Once the aggregate sample is formed,

a good method for dividing the aggregate sample to get your laboratory sample

would be a rotary type divider as shown on the left here.

Or if the aggregate sample is small,

a simple riffle divider could be used to divide out your laboratory sample.

Once your laboratory sample has been collected and comminuted,

you must select a representative test portion from that ground laboratory sample.

To do that,

every comminuted particle needs to have an equal chance of being chosen from the laboratory sample.

The selection process should be random.

And again, even if a representative test portion is selected,

the inherent sample preparation variability is not eliminated.

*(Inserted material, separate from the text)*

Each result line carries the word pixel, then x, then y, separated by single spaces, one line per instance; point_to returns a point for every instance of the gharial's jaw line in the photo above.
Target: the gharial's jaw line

To comminute the laboratory sample.

An AMS mill such as the one shown on the left, is a good solution.

This mill provides 2 sub-samples automatically.

And these sub-samples are truly representative of the laboratory sample.

If a mill is used that does not automatically provide sub-samples,

the comminuted laboratory sample may be divided using a riffle divider to get at the test portion.

Once the test portion is obtained,

use a representative analytical method to process, extract, and measure the mycotoxin in the test portion.

So that brings us back to the diagram, the critical steps.

We know that the performance of any testing plan depends upon:

the number and size of the laboratory sample,

the laboratory sample preparation method,

the size of the test portion,

and the analytical method used to analyze the test portion.

However, all of these 3 phases of testing protocol must be representative as defined here.

And we know that the error between the concentration measured in the test portion,

and the true lot concentration depends upon sampling error, sample preparation error, and analytical error.

We also know that sampling error and sample preparation error,

are the two biggest error components of the three.

Analytical error is generally small, 5 to 10 percent of the total error.

So the total natural variability of any testing protocol, depends upon the protocol itself.

Representative sampling must be performed in order to validate any sampling protocol.